5 都道府県知事は、第一項の規定により緊急伐倒駆除を行つたときは、当該緊急伐倒駆除に係る松林を所有する者に対し、遅滞なく、その旨を通知しなければならない。

6 都道府県知事は、前項の規定による通知を受けるべき者の所在が知れないときその他当該通知をその者にすることができないときは、農林水産省令で定める手続に従い、当該通知の内容を公告してその通知に代えることができる。

 (他の樹種等からなる森林への転換)

第九条の三 都道府県知事は、都道府県実施計画の達成上必要があるときは、高度公益機能松林又は被害拡大防止松林につき、第三条第二項第四号に規定する措置を実施することを特に促進すべき松林を選定し、これを公表することができる。この場合において、都道府県知事は、当該松林を所有し、又は管理する者に対し、施業その他必要な事項に関し助言及び指導を行うよう努めるものとする。

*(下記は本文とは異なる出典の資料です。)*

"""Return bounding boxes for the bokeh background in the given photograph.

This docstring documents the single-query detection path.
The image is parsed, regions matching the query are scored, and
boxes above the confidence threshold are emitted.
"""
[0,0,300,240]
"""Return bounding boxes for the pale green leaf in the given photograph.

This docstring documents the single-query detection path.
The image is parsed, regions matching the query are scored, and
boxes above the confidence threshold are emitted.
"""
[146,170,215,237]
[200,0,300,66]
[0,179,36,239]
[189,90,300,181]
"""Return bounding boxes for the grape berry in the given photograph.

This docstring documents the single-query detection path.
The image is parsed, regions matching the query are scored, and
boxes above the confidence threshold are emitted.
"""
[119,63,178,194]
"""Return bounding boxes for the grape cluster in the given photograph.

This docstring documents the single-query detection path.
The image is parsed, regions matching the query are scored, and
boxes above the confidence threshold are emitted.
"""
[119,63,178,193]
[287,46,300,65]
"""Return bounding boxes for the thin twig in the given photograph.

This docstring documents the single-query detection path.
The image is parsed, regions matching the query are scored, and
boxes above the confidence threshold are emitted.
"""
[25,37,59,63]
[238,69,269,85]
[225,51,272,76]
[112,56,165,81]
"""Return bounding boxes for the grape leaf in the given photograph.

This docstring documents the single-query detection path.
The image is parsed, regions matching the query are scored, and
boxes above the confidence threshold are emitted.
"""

 第十一条中「及び第五条第一項」を「、第五条第一項」に改め、「特別防除に要する費用」の下に「及び第九条の二第一項の規定により都道府県知事が行う緊急伐倒駆除に要する費用」を加える。

 第十二条中「又は第五条第一項」を「、第五条第一項」に改め、「よる特別防除」の下に「又は第九条の二第一項の規定による緊急伐倒駆除」を加え、「又は同法第六条第一項」を「、同法第六条第一項」に改め、「特別防除を行う場合」の下に「又は同法第九条の二第一項の規定により緊急伐倒駆除を行う場合」を加え、「又は同法第五条第一項」を「、同法第五条第一項」に改め、「行う特別防除」の下に「又は同法第九条の二第一項の規定により都道府県知事が行う緊急伐倒駆除」を加える。

 第十三条中「及び第五条第一項」を「、第五条第一項」に改め、「特別防除に関する事務」の下に「及び第九条の二第一項の規定による緊急伐倒駆除に関する事務」を加える。

 附則第二項中「昭和六十二年三月三十一日」を「昭和六十七年三月三十一日」に改める。

   附 則

1 この法律は、公布の日から施行する。

2 この法律の施行前にした行為に対する罰則の適用については、なお従前の例による。